Dove placed mobile billboards in major cities. Each billboard challenged women’s notions of beauty by encouraging them to cast their votes online. A featured interactive billboard, located in New York’s Times Square, highlighted and kept a running tally of the votes submitted for the “Wrinkled? Wonderful?” ad.

Interviews:

Interviews on major television shows such as: Good Morning America, The Today Show, The Early Show, The Ellen DeGeneres Show, The View and Oprah.

Website:

Women can visit www.campaignforrealbeauty.com and cast their votes on the questions raised in the ad campaign. The website also allows women to partake in ongoing dialogue about beauty by posting to discussion boards, downloading several research studies about beauty, and hearing and reading what women around the world have to say.

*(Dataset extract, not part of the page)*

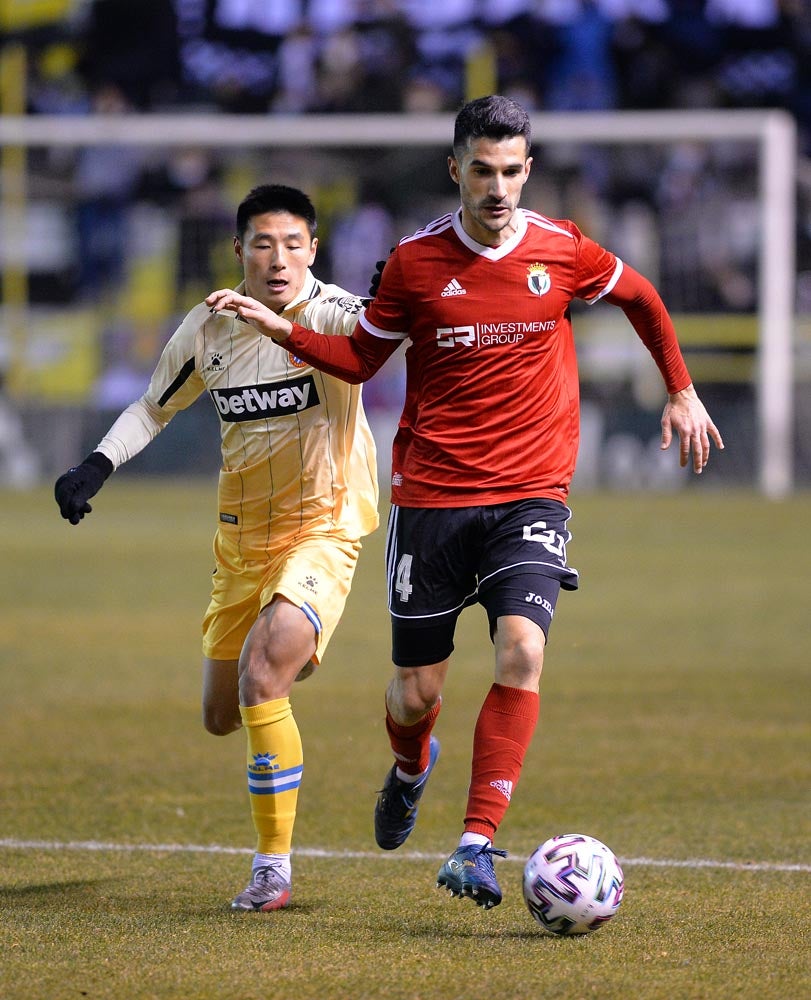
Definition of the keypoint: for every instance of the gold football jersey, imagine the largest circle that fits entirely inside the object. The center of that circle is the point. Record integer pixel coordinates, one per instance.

The Unstoppable Girl Movement:

In April of 2013, Dove started a social mission to create the “Unstoppable Girl”. The girl that won’t feel pressured by daily societal judgment.  It also inspires mothers to have conversations with their daughters about having an active lifestyle with nutritious a diet and daily exercise.

TV Commercials:

Dove aired many commercials to reach the target audience, including an ad during Super Bowl 2006 and the world premier as part of Donald Trump’s The Apprentice.

Social Media Ads:

Dove circulated numerous other video advertisements and press clips via YouTube and other social media platforms.